00:20:58.000 I think what we can say with relative clarity is that the carnivore diet, like any highly restrictive diet, will almost assuredly result in weight loss.
00:21:08.000 And when a person loses weight, a number of parameters in their health will improve.
00:21:14.000 But it's not clear that everything will improve, and it's not clear to me that any form of highly restrictive diet is in the long term going to be as healthy as a less restrictive, somewhat more balanced diet.

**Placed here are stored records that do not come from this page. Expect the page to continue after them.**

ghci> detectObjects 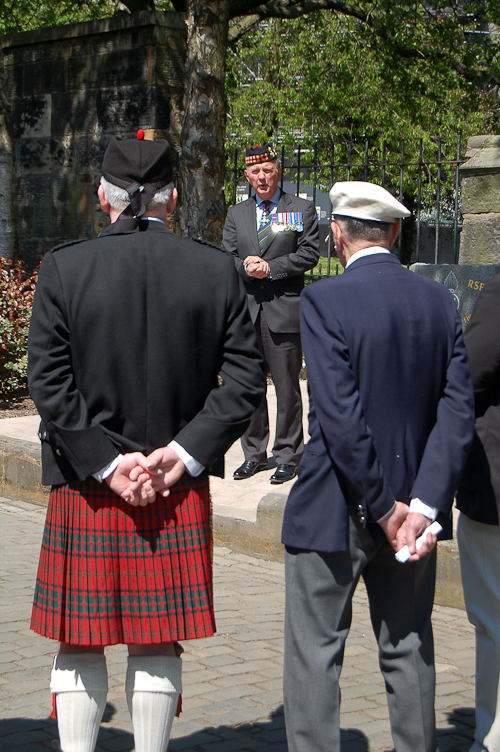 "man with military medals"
[222,144,319,484]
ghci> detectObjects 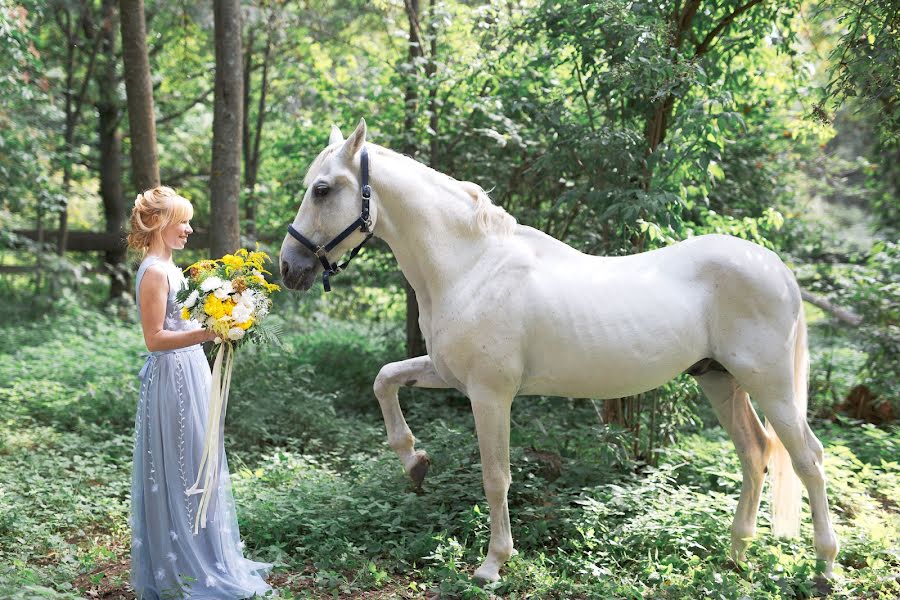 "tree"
[209,0,244,256]
[242,6,275,241]
[403,0,426,358]
[95,0,130,298]
[119,0,159,192]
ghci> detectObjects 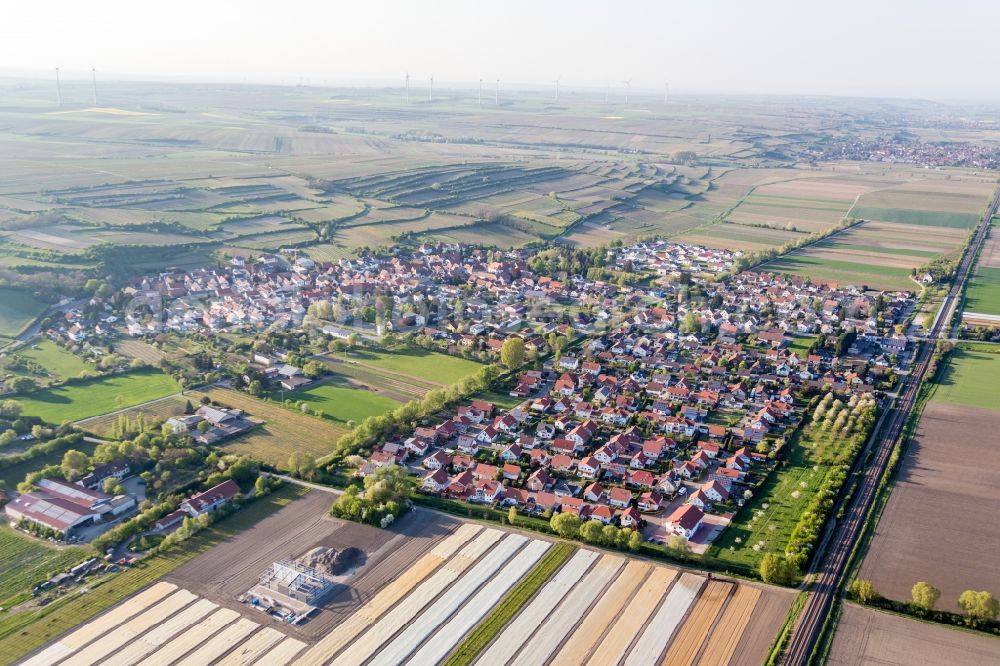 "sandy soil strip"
[257,636,306,666]
[24,582,177,666]
[513,555,625,666]
[587,567,677,666]
[215,627,285,666]
[663,581,734,666]
[102,599,218,666]
[330,529,514,664]
[476,550,597,666]
[297,523,482,666]
[698,585,760,666]
[406,540,556,666]
[63,590,198,666]
[625,573,714,666]
[362,534,529,666]
[552,560,653,666]
[139,608,240,666]
[178,617,260,666]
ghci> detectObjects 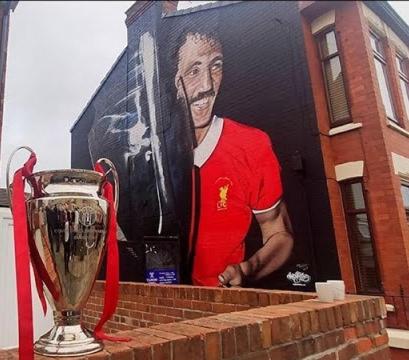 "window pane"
[370,34,383,56]
[400,185,409,209]
[375,58,396,121]
[395,57,402,72]
[345,183,365,210]
[350,214,380,290]
[369,34,378,51]
[320,31,338,58]
[399,78,409,117]
[324,56,349,121]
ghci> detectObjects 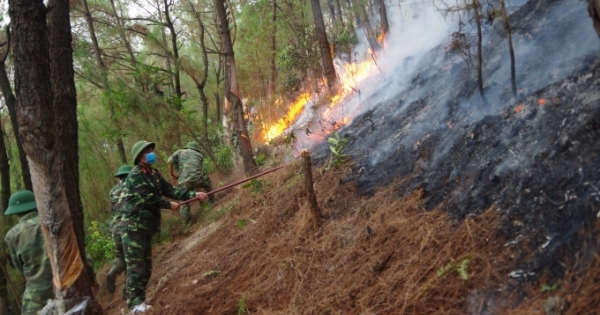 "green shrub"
[217,145,233,172]
[86,221,114,268]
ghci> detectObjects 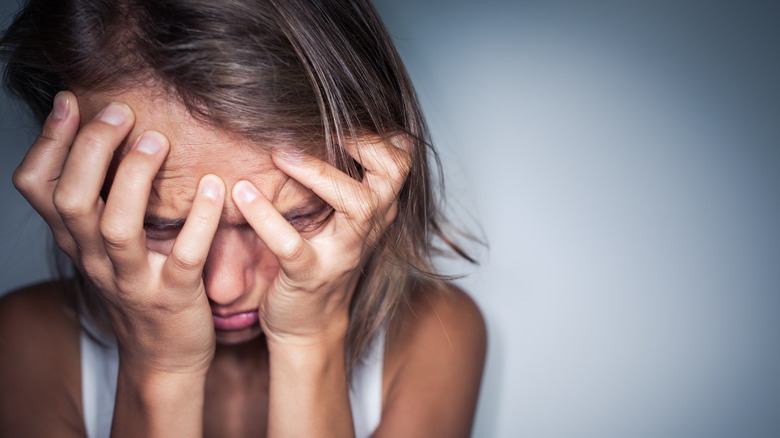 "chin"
[216,324,263,345]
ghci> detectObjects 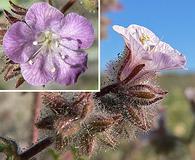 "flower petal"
[25,2,64,31]
[127,24,160,45]
[20,55,52,86]
[3,22,36,63]
[54,49,87,85]
[150,42,186,71]
[54,13,95,49]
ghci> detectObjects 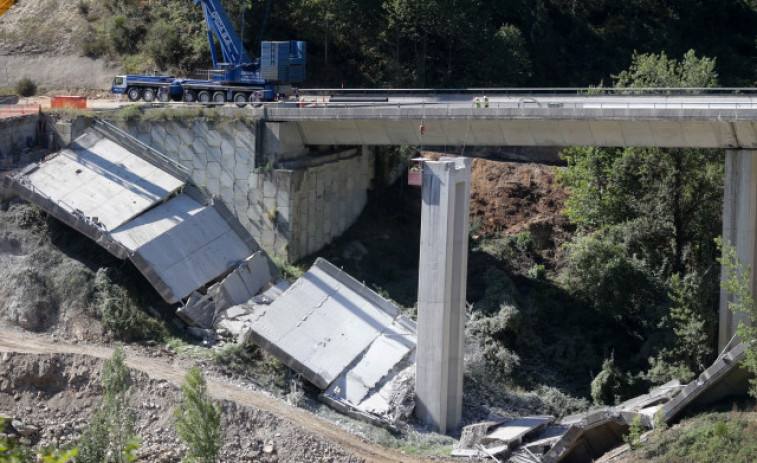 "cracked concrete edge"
[90,119,191,183]
[660,342,748,422]
[313,257,414,328]
[129,250,179,304]
[3,175,130,260]
[318,392,401,433]
[241,330,329,391]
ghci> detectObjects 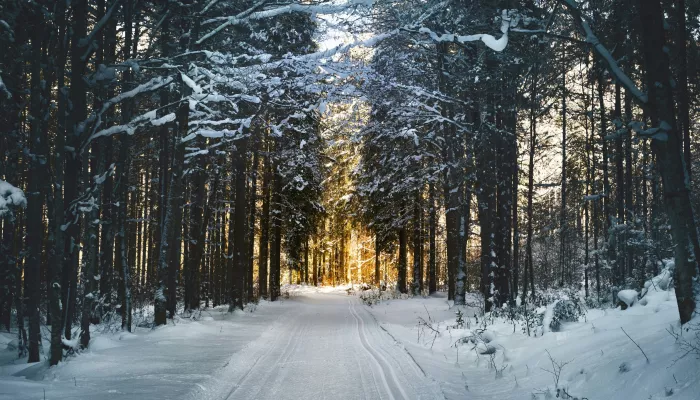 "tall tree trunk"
[246,136,258,302]
[230,137,249,311]
[397,226,408,293]
[430,182,437,294]
[411,190,423,296]
[258,137,272,299]
[637,0,698,324]
[269,168,282,301]
[24,14,46,363]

00:21:28.000 And in particular with the carnivore diet, I think the one thing I would want to have better insight into before embarking on it for the rest of my life Would be what is the effect on for example cardiovascular disease if a person said look I want to go on this diet And I don't want to address the consequences of my lipids because for many people when they go on these diets Their lipids go haywire Which is the non-technical way of saying that they are increasing their risk at least on paper of cardiovascular disease so
00:21:59.000 This hasn't been studied, and there really isn't a great way to do these studies because there isn't a huge motivation or incentive to study diets, right?
00:22:08.000 They're not really profit centers.

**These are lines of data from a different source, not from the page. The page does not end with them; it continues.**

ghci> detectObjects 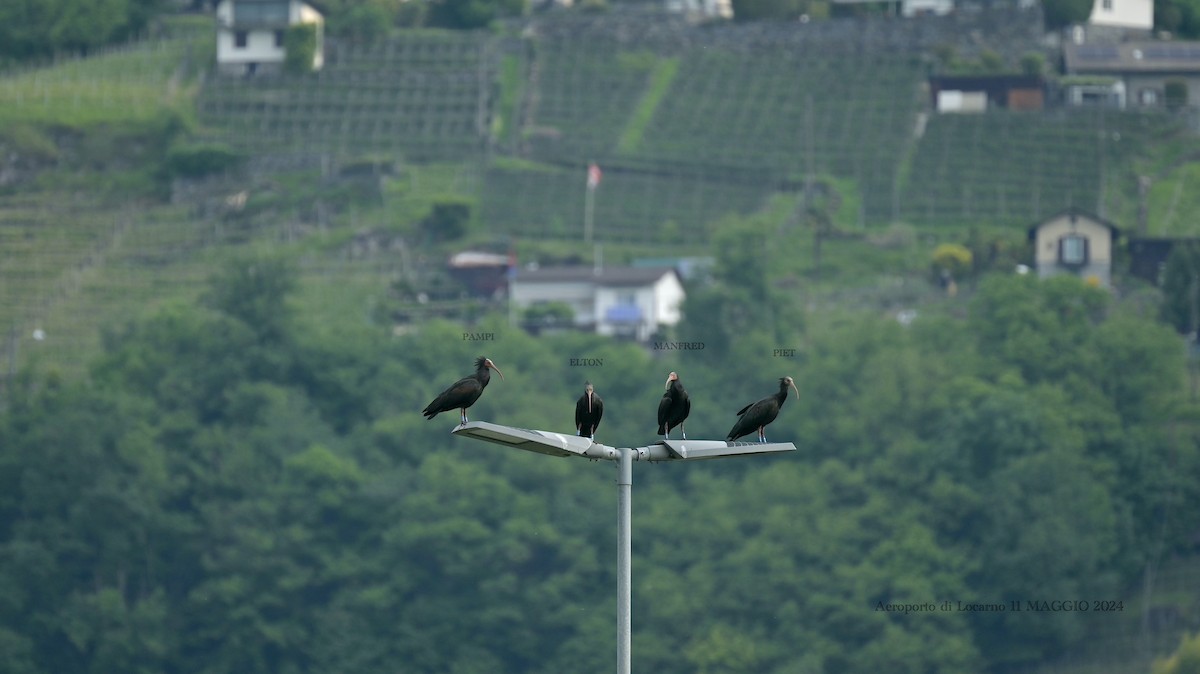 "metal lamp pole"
[451,421,796,674]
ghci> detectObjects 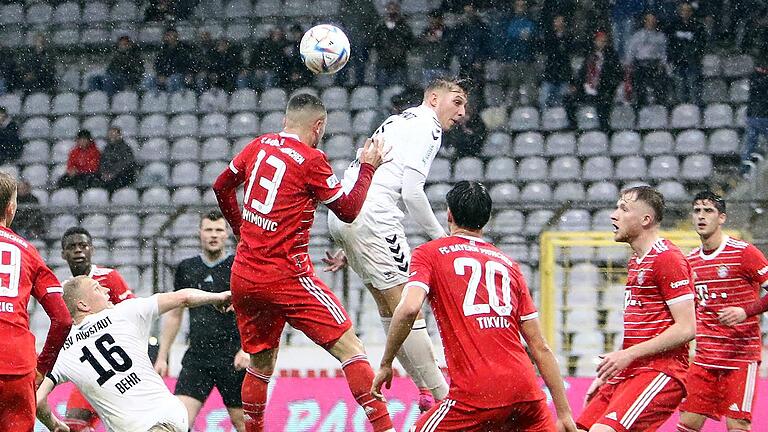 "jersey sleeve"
[405,246,434,294]
[304,153,344,205]
[653,250,693,305]
[741,245,768,289]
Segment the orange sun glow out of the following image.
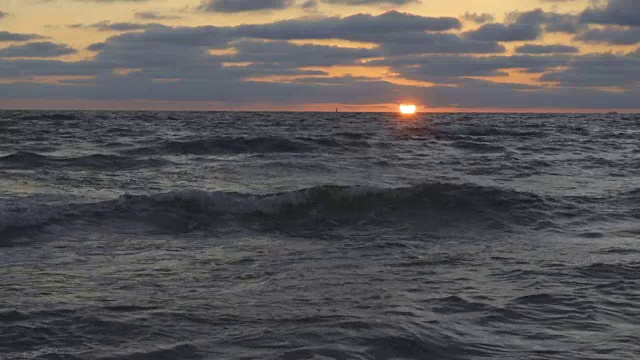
[400,104,416,115]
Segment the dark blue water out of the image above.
[0,111,640,359]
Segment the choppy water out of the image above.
[0,111,640,359]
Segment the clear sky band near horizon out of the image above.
[0,0,640,111]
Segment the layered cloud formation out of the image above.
[0,0,640,110]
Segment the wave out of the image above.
[18,113,80,121]
[128,136,311,155]
[0,183,584,242]
[0,152,167,170]
[127,136,368,155]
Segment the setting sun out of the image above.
[400,104,416,115]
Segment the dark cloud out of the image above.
[516,44,580,54]
[322,0,420,6]
[465,23,542,42]
[580,0,640,26]
[0,41,77,58]
[5,5,640,108]
[198,0,294,13]
[542,54,640,88]
[235,11,461,42]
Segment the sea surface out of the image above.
[0,111,640,360]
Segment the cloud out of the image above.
[465,23,542,42]
[462,12,495,24]
[0,5,640,108]
[0,41,77,58]
[322,0,421,6]
[198,0,294,13]
[575,27,640,45]
[371,55,570,83]
[235,11,462,42]
[580,0,640,26]
[542,54,640,89]
[516,45,580,54]
[67,21,166,32]
[0,31,46,42]
[135,11,180,20]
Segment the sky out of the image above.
[0,0,640,112]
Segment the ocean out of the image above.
[0,111,640,360]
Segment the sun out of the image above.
[400,104,416,115]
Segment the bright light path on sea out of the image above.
[400,104,416,115]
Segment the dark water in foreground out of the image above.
[0,112,640,359]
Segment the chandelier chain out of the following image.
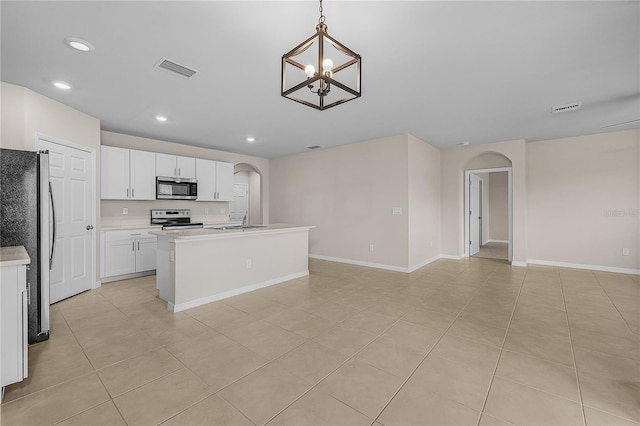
[318,0,326,24]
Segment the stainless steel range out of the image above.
[151,209,203,231]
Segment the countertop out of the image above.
[150,223,315,241]
[0,246,31,267]
[100,220,242,231]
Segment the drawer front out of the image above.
[104,228,159,241]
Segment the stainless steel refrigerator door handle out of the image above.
[49,182,56,269]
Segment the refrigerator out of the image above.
[0,148,50,343]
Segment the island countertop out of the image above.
[149,223,315,242]
[155,224,314,312]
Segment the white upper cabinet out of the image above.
[100,145,131,200]
[216,161,233,201]
[129,149,156,200]
[156,154,196,178]
[196,158,233,201]
[176,156,196,178]
[100,145,156,200]
[196,158,216,201]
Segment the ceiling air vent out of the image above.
[155,58,198,78]
[551,102,582,114]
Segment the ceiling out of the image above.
[0,0,640,157]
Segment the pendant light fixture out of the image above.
[281,0,362,111]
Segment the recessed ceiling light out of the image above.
[64,37,95,52]
[51,81,71,90]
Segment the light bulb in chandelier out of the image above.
[322,58,333,74]
[304,64,316,78]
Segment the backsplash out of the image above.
[100,200,229,227]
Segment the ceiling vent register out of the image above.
[155,58,198,78]
[551,102,582,114]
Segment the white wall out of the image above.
[0,82,100,278]
[407,135,440,268]
[270,135,440,270]
[270,135,408,268]
[527,130,640,269]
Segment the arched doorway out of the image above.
[229,163,263,225]
[464,152,513,261]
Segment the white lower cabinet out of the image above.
[0,265,29,401]
[100,229,157,278]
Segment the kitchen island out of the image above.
[149,224,313,312]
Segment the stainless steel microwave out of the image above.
[156,176,198,200]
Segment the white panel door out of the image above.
[229,183,249,221]
[196,158,216,201]
[469,174,482,256]
[129,149,156,200]
[39,140,95,303]
[216,161,233,201]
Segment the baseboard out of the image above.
[407,255,440,273]
[167,270,309,312]
[102,269,156,283]
[438,254,465,260]
[309,254,441,274]
[527,259,640,275]
[309,253,409,272]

00:22:11.000 It's not like you package and sell a diet.
00:22:14.000 So who's the one that's going to pay $12 million to do, you know, even the three-year study on the carnivore diet, which is a pittance, right?
00:22:23.000 If you think about it, like, $12 million is a trivial sum of money in the pharma landscape, and we'll happily spend You know, frankly, close to a billion dollars to gain approval for any single drug as you go from IND to phase three approval.

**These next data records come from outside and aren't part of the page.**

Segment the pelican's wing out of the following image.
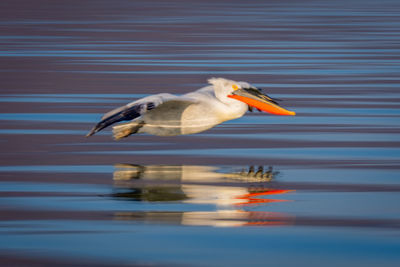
[86,94,177,136]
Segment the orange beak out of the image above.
[228,88,296,116]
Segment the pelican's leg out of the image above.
[113,121,145,140]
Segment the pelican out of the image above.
[86,78,296,140]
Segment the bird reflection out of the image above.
[112,164,293,226]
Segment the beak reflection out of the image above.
[228,88,296,116]
[111,164,294,226]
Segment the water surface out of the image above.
[0,0,400,266]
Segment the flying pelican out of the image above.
[86,78,296,140]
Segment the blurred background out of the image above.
[0,0,400,266]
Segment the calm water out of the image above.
[0,0,400,266]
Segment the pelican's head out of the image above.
[208,78,296,115]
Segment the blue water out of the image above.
[0,0,400,266]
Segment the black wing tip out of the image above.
[86,127,98,137]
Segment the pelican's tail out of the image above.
[113,121,144,140]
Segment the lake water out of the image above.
[0,0,400,266]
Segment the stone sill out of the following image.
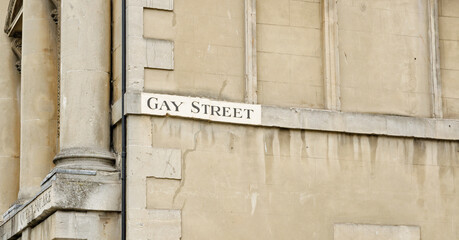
[0,170,121,239]
[112,93,459,140]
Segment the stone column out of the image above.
[54,0,114,170]
[0,0,20,215]
[19,0,58,200]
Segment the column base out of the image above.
[54,148,116,171]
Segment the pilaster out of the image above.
[54,0,114,170]
[19,0,58,201]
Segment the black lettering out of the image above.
[244,109,254,119]
[147,97,158,110]
[210,106,221,117]
[172,101,183,112]
[159,101,171,111]
[202,104,210,114]
[191,101,200,113]
[234,108,242,118]
[223,107,231,117]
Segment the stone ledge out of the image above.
[0,171,121,239]
[112,93,459,140]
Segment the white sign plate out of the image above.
[140,93,261,125]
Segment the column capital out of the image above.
[54,147,115,171]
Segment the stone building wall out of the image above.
[0,0,459,240]
[439,0,459,118]
[127,0,459,240]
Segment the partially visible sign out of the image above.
[140,93,261,125]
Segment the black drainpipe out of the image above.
[121,0,127,240]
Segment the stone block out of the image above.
[333,224,421,240]
[143,9,177,40]
[128,209,182,240]
[145,0,174,11]
[290,0,322,29]
[438,17,459,41]
[146,178,180,209]
[145,39,174,70]
[440,0,459,17]
[257,0,290,26]
[440,40,459,70]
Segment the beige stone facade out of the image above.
[0,0,459,240]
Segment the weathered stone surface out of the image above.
[114,94,459,141]
[0,0,21,216]
[0,170,121,240]
[146,39,174,70]
[145,0,174,10]
[55,0,115,169]
[333,224,421,240]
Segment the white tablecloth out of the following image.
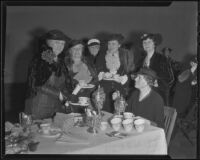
[30,112,167,155]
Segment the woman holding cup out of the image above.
[126,68,164,128]
[65,40,97,112]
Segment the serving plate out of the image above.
[69,102,89,106]
[82,84,95,88]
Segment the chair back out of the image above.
[164,106,177,146]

00:22:38.000 That's not an unlikely sum of money.
00:22:40.000 In fact, that's a little bit below typical, but we would never spend that much money to understand the questions about diet.
00:22:46.000 And I think that's just an unfortunate consequence of our existence.
00:22:50.000 One of the concerns I've had around the rhetoric around science recently is that it presents itself as neutral empiricism when the funding of clinical trials, the experimentation that is done, the experimentation that is not undertaken, can plainly be tracked By the interest that you've described.
00:23:16.000 Who is undertaking the experiments that do not lead to a profitable product?
00:23:22.000 Who is looking into the efficacy of natural immunity?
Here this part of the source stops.